I used lots of damper, ccf, mlv, all of it man. Its not worth getting into. IMO, best noticeable results are to use MLV in the wheel wells, spray deadener on some of the thin sheet metal underneath, 1 layer of deadener on all panels (door card, plastics, ect.) And your good to go. Anything more then that isn't worth the effort or weight. 

I live in the Antelope Valley area, go to school in Santa Clarita, and work in Hollywood. So Im all over! Thanks for the comments, I would be happy to show her off when its competed.


----------



## The Baron Groog (Mar 15, 2010)

twosevennine said:


> Tweeter Placement:
> I wanted to try 3 different spots to see what was best. A-pillar on axis, mid-door off axis, and bottom of door off axis with wave guide. After trying all 3 locations without any eq/ta, I found using the pillars worked best for me.


Are they just the sound up-grade pillars? 

And the tweeters sounded good in there? 

I would have thought higher up would sound better (above binacles) but you could save me some time/effort if the original trims work well!

Thanks in advance!


----------



## astrochex (Aug 7, 2009)

twosevennine said:


> I used lots of damper, ccf, mlv, all of it man.

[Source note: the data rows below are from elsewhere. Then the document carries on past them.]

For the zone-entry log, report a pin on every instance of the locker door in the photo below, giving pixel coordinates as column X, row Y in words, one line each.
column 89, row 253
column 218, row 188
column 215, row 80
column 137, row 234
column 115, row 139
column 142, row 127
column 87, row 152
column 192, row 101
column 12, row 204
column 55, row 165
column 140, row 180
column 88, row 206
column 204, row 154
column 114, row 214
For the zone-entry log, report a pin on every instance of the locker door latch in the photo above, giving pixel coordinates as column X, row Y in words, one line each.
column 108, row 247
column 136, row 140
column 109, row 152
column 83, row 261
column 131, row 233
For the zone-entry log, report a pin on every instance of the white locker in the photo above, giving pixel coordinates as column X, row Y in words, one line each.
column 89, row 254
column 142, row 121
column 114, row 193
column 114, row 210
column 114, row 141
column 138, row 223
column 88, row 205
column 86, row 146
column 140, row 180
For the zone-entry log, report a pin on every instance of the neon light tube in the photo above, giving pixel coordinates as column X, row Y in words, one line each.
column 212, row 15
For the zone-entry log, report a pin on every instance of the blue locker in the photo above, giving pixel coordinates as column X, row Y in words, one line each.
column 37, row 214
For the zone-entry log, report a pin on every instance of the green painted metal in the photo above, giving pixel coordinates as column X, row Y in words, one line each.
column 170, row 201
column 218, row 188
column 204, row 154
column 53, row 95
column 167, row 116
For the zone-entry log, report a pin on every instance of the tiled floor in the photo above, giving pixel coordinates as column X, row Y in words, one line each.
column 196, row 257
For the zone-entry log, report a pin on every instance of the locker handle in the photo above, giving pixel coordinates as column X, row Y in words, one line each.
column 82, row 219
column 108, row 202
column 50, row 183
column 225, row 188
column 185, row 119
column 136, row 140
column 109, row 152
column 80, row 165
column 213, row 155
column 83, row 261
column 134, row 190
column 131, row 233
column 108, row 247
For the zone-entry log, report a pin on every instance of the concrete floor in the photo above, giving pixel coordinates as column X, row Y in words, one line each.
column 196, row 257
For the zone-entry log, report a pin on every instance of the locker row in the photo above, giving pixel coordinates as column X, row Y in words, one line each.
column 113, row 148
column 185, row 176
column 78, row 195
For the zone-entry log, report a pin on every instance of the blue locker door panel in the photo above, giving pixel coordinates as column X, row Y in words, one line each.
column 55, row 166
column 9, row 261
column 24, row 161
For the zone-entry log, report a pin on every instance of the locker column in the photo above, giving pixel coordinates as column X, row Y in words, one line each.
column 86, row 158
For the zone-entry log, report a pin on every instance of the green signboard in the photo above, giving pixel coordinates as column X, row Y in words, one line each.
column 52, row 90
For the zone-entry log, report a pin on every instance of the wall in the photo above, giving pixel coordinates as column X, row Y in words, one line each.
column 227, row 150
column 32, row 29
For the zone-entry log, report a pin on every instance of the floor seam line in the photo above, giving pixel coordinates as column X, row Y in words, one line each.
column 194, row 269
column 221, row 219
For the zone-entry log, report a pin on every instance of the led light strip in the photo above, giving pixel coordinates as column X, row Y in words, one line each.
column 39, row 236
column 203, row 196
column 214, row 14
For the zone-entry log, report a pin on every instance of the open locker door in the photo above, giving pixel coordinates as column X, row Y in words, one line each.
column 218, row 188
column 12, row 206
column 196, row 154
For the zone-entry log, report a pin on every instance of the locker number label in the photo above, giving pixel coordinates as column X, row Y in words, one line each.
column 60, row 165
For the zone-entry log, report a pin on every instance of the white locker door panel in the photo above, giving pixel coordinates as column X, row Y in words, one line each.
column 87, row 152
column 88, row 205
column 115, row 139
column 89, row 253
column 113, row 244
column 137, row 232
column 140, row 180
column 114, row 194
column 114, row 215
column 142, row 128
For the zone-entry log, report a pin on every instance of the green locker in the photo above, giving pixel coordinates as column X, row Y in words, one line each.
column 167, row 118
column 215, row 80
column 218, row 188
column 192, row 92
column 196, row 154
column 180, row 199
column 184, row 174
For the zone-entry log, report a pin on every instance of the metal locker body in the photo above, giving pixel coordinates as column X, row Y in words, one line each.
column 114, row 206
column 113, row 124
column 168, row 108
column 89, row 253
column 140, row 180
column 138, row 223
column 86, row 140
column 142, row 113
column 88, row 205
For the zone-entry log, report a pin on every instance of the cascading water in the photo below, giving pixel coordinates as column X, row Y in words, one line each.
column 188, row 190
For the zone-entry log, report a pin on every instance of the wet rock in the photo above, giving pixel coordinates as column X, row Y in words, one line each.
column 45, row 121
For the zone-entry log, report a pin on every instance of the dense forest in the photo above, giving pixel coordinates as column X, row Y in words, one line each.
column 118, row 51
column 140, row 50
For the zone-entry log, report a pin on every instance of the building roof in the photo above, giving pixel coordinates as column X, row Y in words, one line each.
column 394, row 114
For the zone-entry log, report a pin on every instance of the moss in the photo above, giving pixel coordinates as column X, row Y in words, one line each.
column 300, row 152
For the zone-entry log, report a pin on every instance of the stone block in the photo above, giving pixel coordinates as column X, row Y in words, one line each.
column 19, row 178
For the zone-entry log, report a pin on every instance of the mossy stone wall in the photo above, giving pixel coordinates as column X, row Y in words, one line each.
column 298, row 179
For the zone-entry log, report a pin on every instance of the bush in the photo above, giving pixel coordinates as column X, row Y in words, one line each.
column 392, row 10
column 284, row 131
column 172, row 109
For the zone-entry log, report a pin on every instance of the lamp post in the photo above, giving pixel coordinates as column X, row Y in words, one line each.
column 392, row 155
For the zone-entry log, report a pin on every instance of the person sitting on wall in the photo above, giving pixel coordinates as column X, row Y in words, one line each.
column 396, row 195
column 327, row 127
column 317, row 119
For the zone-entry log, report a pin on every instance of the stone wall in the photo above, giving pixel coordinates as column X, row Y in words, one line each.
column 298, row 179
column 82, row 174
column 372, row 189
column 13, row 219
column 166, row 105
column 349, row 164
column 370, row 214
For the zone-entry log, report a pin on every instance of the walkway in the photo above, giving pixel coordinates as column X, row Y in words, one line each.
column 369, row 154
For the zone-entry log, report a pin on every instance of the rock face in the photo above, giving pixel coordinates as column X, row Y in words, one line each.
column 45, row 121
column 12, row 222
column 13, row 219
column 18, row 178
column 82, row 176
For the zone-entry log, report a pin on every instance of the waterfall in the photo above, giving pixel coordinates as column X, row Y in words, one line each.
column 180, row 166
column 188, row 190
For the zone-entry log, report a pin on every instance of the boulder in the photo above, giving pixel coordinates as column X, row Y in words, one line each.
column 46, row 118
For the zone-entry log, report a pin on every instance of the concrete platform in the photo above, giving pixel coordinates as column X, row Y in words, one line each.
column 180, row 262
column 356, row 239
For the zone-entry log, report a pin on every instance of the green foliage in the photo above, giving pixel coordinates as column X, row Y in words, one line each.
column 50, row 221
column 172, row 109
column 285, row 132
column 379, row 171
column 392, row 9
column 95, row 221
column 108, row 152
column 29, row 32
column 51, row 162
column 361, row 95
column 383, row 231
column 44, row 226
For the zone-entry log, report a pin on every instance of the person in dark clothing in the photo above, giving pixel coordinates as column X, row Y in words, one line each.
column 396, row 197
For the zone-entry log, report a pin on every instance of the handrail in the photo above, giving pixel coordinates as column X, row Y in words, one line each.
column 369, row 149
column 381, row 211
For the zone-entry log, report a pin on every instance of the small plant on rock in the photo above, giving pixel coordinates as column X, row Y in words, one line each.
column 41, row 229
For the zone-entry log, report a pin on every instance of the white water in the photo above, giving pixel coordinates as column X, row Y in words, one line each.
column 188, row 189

Its not worth getting into. IMO, best noticeable results are to use MLV in the wheel wells, spray deadener on some of the thin sheet metal underneath, 1 layer of deadener on all panels (door card, plastics, ect.) And your good to go. Anything more then that isn't worth the effort or weight.
> 
> I live in the Antelope Valley area, go to school in Santa Clarita, and work in Hollywood. So Im all over! Thanks for the comments, I would be happy to show her off when its competed.


OK, that answers my question. I'm still gonna give SS luxury liner products a shot though, since I have heard nothing but positive reviews.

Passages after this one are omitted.